L’ONU se mit également au travail pour développer un concept intégré de l’économique et du social, projet malheureusement échoué. Mais les textes préparatifs (E/CN.5/477 de 1972) sont illustratifs de la volonté d’éliminer les cloisonnements, de réduire les inégalités, de promouvoir les transformations d’en bas. On défendait des « styles de développement », reliant la structure d’une société nationale à la structure de son économie afin d’orienter les stratégies. Il fallait lutter contre la domination politique et économique délibérée avec des influences culturelles. Le développement était vu comme un choix collectif et sociétal, reflétant les valeurs et les préférences des forces sociales. Il ne s’agit pas d’une formule magique pour un changement uniforme. Plus important que les conditions internes est le cadre international approprié.
On croit rêver ! Ce langage est devenu totalement impensable au début du 21ème siècle. Bien entendu, aucun document ne se prononce sur les idéologies, mais aujourd’hui, on ne parle plus des relations de pouvoir au niveau international, de l’importance de planifier et de contrôler l’économie et les sociétés multinationales ou du contrôle des investissements.
Regardant la situation actuelle dans les pays d’Afrique, d’Amérique latine et même d’Asie, on ne peut que constater que la géopolitique exerce une influence énorme, tout comme chaque progrès matériel a besoin d’une modernisation économique et sociale, a besoin d’un Etat pour planifier et contrôler et pour faire respecter les droits humains. Au niveau international, les Etats ont besoin d’un système de solidarité, au-delà de l’aide, et d’un partage des opportunités de création de richesses en fonction des besoins de l’ensemble de la planète.
Toutefois, le « développement » ne peut pas être « exporté » ou imposé par le haut. Il ne peut être qu’une rencontre de savoirs et de pratiques, le résultat d’un long processus d’acceptation et de rejet. Il doit venir d’en bas, fondé sur un projet collectif et sur une appropriation des objectifs à réaliser. Le développement tel que nous l’avons connu, était une « transplantation sans terre », comme le disait Uslar Pietri. En conclure que ces idées étaient erronées est un pas de trop, sauf si l’on accepte d’enfermer une grande partie de la population mondiale dans un état de soumission et de misère. Les peuples du tiers-monde ont été privés de la possibilité de s’approprier le développement et la modernité, de leur donner un sens qui aurait inévitablement été différent du sens occidental, mais qui aurait permis de faire des choix et de prendre effectivement en main leur destin. L’enjeu va bien au-delà d’un « respect pour la diversité culturelle » mais engage toutes les parties concernées à se rencontrer, à envisager la validité des discours respectifs et à accepter le dialogue.

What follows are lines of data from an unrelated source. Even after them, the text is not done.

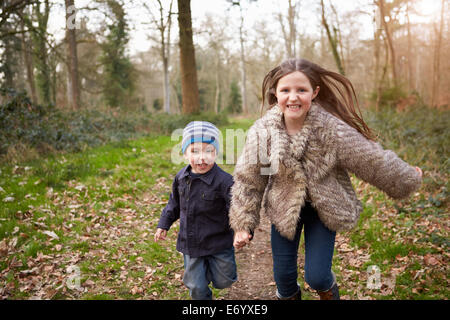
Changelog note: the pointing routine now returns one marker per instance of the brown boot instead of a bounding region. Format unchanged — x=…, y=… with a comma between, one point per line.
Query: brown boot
x=332, y=294
x=296, y=296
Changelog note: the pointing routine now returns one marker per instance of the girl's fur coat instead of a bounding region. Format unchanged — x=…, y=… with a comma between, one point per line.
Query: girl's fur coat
x=276, y=173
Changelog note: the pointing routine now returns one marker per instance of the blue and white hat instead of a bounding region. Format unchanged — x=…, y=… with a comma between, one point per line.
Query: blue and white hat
x=200, y=131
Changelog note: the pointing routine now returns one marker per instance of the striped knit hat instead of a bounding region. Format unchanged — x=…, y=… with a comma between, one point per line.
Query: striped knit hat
x=200, y=131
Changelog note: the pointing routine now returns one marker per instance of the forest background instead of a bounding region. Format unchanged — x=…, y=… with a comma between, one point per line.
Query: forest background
x=113, y=79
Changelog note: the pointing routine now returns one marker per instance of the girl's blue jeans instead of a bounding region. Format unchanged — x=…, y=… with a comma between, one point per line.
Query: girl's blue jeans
x=220, y=269
x=319, y=248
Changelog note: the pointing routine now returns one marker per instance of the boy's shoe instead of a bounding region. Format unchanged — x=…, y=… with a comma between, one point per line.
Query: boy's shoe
x=296, y=296
x=331, y=294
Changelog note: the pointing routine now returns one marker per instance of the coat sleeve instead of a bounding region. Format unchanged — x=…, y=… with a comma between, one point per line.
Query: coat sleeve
x=371, y=163
x=249, y=184
x=171, y=212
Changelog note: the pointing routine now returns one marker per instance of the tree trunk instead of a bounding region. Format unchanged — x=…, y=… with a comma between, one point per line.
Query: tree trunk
x=28, y=58
x=243, y=71
x=72, y=57
x=290, y=35
x=389, y=39
x=410, y=55
x=333, y=42
x=217, y=98
x=188, y=69
x=437, y=61
x=377, y=81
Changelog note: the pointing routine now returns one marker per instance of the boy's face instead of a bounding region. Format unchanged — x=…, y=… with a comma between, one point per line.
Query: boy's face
x=201, y=156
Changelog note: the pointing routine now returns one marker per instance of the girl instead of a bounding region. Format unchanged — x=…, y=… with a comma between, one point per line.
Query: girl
x=311, y=137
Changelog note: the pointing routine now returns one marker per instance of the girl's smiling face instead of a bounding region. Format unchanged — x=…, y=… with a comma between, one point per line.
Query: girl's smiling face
x=294, y=95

Aux antipodes de l’occidentalisation uniformisante et de la destruction de l’environnement naturel, le développement peut être pensé comme un projet politique, comme un approfondissement démocratique au niveau mondial, comme une pratique de la contradiction et du partage. En tant que projet politique, le développement est l’affaire de tous et le « droit au développement » peut prendre un sens. Si l’ONU réussit à développer son projet de convention dans une telle ouverture, l’exercice peut devenir extrêmement intéressant. Car nul n’a besoin d’un retour nostalgique au passé quand l’émancipation n’était que rarement à l’ordre du jour.